Em uma gravidez na adolescência, a pergunta que se segue é com relação ao pai do bebê. Ele é também um adolescente ou um adulto? A resposta é difícil de dizer por que não há uma contabilização formal e em números absolutos, pelo IBGE, ou por qualquer outro centro de pesquisa, observa a Dra. Júnia Boroni. Os poucos dados dizem respeito ao Estado de São Paulo, onde a maioria dos parceiros de gestantes adolescentes são adultos, com média de idade de 22 anos.
Conforme a médica relata, “o pai adolescente passa a desempenhar simultaneamente dois papéis, que são aparentemente contraditórios: ser adolescente e ser pai. E isso se torna um fator estressor. Ser adolescente implica um processo de busca da consolidação de um senso de identidade próprio a partir da experimentação sexual, da ampliação do mundo social e da busca de independência dos pais. Ser pai é ter que assumir responsabilidades sobre escolhas de vida afetivas e de trabalho e ter sua liberdade restringida. Na vida adulta, mesmo com uma gestação não planejada, há uma tendência deles terem maturidade emocional e condições estruturais para o suporte da família”.
Dentro dessa realidade, o índice de aborto é também um fato. No Brasil, a taxa de abortamento na adolescência é de cerca de 10%, com sua maior parte ocorrendo de 17 a 19 anos. A maioria das mães adolescentes permanece com os filhos, o que é possível, muitas vezes, a uma rede de apoio dos familiares. Geralmente, são os avós maternos que acabam assumindo a criação, dando oportunidade da mãe adolescente retornar à escola e dar seguimento à sua formação profissional.
A prevenção começa em casa, afirma a Dra.

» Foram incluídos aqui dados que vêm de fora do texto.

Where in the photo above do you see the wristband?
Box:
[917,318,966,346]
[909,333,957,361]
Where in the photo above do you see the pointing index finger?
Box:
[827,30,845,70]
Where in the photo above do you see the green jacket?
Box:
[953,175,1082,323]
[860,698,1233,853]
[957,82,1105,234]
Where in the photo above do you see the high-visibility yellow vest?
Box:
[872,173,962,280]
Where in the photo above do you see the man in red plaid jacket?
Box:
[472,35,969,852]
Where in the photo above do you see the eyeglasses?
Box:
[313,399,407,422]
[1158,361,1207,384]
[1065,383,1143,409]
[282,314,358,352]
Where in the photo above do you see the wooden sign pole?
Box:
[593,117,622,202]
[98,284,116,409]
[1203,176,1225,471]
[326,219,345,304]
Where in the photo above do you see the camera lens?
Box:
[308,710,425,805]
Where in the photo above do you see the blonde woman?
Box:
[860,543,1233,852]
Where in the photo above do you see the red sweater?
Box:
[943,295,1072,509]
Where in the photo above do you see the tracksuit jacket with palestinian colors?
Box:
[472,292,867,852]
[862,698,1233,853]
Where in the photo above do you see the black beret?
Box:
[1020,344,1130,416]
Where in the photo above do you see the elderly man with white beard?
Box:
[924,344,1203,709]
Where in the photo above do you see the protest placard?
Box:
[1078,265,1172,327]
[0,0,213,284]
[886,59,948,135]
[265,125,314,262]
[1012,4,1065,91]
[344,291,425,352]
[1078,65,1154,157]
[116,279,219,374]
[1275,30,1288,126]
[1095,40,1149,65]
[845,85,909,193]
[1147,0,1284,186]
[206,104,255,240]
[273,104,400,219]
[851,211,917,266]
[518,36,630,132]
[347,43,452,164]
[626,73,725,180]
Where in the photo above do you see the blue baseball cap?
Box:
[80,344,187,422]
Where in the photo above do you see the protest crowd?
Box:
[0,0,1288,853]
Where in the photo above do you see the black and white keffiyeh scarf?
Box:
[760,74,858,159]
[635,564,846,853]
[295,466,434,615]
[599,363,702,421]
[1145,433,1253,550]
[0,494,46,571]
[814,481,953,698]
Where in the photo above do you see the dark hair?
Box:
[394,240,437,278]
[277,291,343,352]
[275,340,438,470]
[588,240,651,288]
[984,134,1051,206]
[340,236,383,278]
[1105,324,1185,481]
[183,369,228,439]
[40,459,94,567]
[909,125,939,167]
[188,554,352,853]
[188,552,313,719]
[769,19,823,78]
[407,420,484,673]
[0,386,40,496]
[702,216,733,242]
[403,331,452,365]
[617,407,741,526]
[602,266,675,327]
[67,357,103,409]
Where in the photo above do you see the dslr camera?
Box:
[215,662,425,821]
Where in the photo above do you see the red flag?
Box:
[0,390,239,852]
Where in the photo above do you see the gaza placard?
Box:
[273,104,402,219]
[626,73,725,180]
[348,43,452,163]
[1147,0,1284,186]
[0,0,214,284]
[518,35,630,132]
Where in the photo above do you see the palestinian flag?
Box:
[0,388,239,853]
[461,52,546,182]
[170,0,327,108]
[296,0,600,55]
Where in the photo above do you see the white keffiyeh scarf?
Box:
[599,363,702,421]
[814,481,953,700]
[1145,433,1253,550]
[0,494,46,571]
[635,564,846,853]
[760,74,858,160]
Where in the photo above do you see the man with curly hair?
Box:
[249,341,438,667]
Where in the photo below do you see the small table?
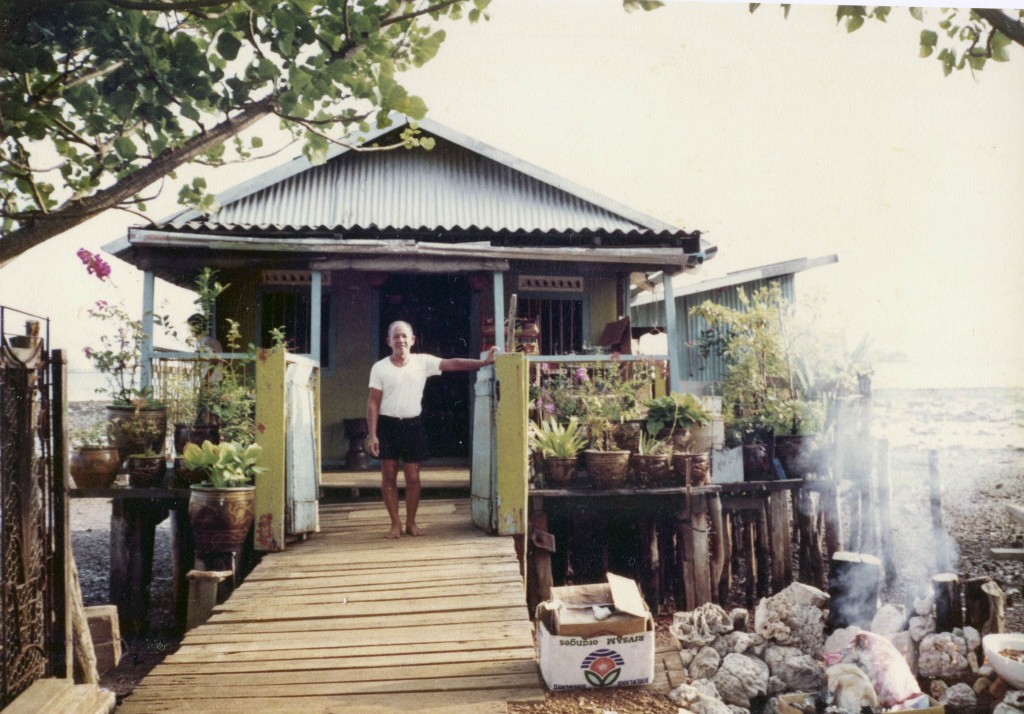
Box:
[69,487,195,636]
[526,481,721,610]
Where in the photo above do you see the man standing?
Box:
[367,322,496,538]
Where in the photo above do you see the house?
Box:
[630,254,839,393]
[105,114,717,473]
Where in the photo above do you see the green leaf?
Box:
[992,30,1013,61]
[114,136,138,161]
[217,32,242,59]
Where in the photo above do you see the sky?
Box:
[0,0,1024,387]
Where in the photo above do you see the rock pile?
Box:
[669,583,1024,714]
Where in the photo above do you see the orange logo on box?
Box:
[580,649,626,686]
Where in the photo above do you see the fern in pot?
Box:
[529,417,587,486]
[181,442,265,553]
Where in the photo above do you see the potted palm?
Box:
[584,416,631,489]
[69,424,121,489]
[630,431,672,488]
[529,417,587,486]
[181,442,264,553]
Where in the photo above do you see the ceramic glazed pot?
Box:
[630,454,672,489]
[188,486,256,553]
[544,456,578,486]
[69,447,121,489]
[775,435,817,478]
[584,449,630,489]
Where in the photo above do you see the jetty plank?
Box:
[118,500,544,714]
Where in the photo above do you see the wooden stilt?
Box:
[932,573,964,632]
[718,513,733,604]
[768,491,793,592]
[526,497,557,617]
[964,576,1006,635]
[755,501,771,599]
[708,494,725,604]
[879,438,896,587]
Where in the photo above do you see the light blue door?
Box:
[469,367,498,533]
[285,355,319,535]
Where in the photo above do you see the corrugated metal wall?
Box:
[632,275,795,382]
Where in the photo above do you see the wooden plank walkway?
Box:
[118,500,544,714]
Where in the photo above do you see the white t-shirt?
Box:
[370,352,441,419]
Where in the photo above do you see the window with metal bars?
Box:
[260,287,333,370]
[517,297,584,354]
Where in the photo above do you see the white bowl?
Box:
[981,632,1024,689]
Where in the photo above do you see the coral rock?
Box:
[712,654,768,708]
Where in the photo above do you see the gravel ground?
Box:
[72,401,1024,714]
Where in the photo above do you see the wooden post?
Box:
[678,496,712,610]
[755,492,771,598]
[768,491,793,592]
[637,514,662,610]
[964,576,1006,635]
[797,488,825,589]
[879,438,896,587]
[928,449,949,573]
[932,573,964,632]
[185,571,231,630]
[526,496,554,617]
[171,504,196,632]
[708,494,728,604]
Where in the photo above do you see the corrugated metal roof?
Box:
[170,123,655,233]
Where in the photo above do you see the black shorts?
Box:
[377,414,430,464]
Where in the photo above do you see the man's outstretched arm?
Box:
[440,347,498,372]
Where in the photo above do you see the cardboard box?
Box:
[778,694,946,714]
[537,573,654,690]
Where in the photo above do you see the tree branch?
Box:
[971,7,1024,47]
[0,96,276,267]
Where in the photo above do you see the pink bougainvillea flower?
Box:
[75,248,111,281]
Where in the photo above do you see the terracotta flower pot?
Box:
[584,449,630,489]
[544,456,579,486]
[106,405,167,461]
[672,453,711,486]
[188,486,256,553]
[630,454,672,489]
[69,447,121,489]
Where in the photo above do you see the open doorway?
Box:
[378,274,472,459]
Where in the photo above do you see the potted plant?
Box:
[108,400,167,462]
[529,417,587,486]
[127,449,167,489]
[182,442,264,553]
[85,300,168,460]
[584,416,630,489]
[69,424,121,489]
[630,431,672,488]
[644,391,711,452]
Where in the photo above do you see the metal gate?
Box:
[0,306,69,708]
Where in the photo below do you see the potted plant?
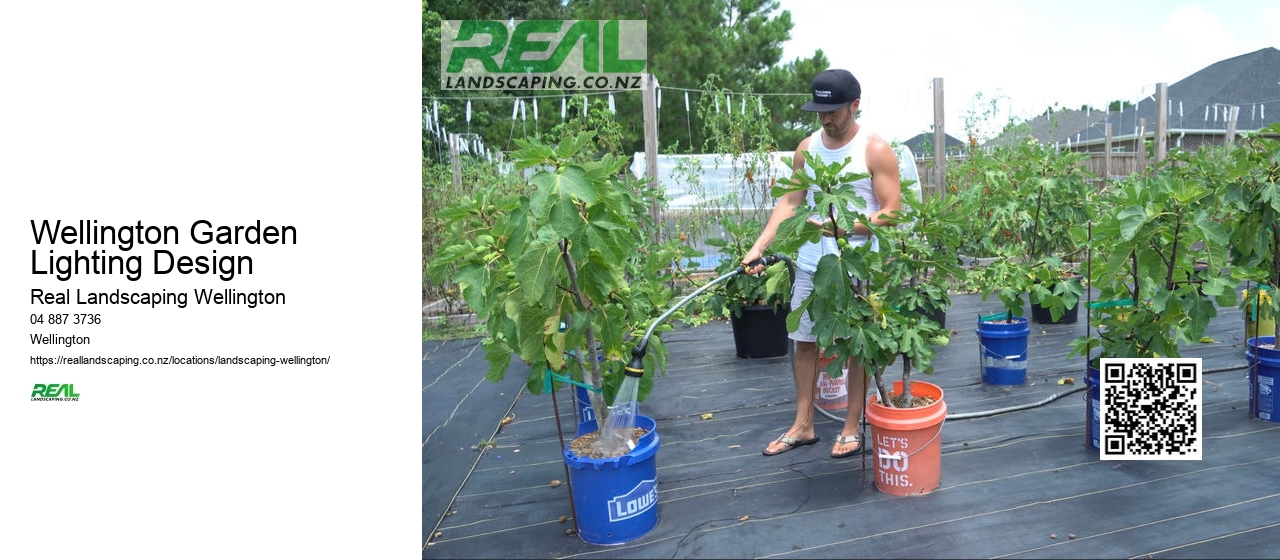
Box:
[707,217,791,358]
[430,133,680,543]
[948,139,1034,385]
[1015,142,1096,323]
[774,153,960,495]
[1071,159,1235,447]
[698,75,791,358]
[1222,124,1280,422]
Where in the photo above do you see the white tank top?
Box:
[796,127,879,272]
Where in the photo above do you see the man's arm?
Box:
[854,137,902,235]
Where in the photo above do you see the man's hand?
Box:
[809,217,838,238]
[742,247,764,276]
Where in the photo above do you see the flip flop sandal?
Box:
[760,435,819,456]
[831,433,863,459]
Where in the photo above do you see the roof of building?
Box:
[902,132,964,156]
[989,47,1280,144]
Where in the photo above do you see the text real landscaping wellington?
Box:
[31,220,298,307]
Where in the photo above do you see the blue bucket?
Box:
[1244,336,1280,422]
[978,317,1032,385]
[1084,361,1102,450]
[564,414,658,545]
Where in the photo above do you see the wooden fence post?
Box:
[641,72,663,243]
[933,78,947,197]
[1156,82,1169,164]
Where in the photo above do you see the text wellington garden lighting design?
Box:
[440,19,648,91]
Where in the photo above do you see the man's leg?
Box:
[764,340,818,455]
[764,270,818,455]
[831,361,870,456]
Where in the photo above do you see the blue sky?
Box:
[781,0,1280,141]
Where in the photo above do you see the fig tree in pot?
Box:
[1222,123,1280,422]
[431,133,682,543]
[707,217,791,358]
[774,153,960,495]
[1071,161,1235,446]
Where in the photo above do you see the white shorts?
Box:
[787,266,818,343]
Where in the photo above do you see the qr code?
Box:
[1098,358,1203,460]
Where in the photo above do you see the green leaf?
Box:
[516,308,547,362]
[557,165,596,206]
[483,339,511,382]
[550,191,582,238]
[516,243,559,304]
[1116,208,1147,240]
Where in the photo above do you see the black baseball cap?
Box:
[800,69,863,113]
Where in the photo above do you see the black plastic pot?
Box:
[730,306,791,359]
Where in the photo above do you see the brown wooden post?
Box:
[933,78,947,197]
[1225,105,1240,146]
[1102,123,1111,182]
[1156,82,1169,164]
[1133,116,1149,173]
[641,73,663,243]
[448,132,462,189]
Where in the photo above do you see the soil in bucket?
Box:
[1244,336,1280,422]
[564,414,658,545]
[977,313,1032,385]
[867,380,947,496]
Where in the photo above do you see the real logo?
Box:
[440,19,648,89]
[31,384,79,400]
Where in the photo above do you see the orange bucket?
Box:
[867,380,947,496]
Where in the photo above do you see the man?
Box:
[742,69,901,459]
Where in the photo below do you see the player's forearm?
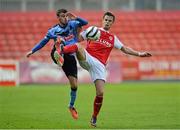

Júnia Boroni. “Acho que os pais devem procurar meios para que os assuntos sobre a sexualidade e todas as suas repercussões. Se eles não souberem como fazer esta abordagem, minha orientação é que consultem um Ginecologistal que pode introduzir os conceitos de educação sexual de maneira adequada”.
As grandes campanhas públicas são importantes demais no sentido de “popularizar” o assunto. “Mas acredito muito que a efetividade em prevenir a gravidez na adolescência ocorre quando falamos de uma forma mais próxima para os jovens. Aí entra o papel fundamental das escolas e dos pais. As medidas educativas e preventivas através das mídias sociais têm importante papel ao tratarem do assunto da maneira que o adolescente entende e absorve”, conclui a especialista.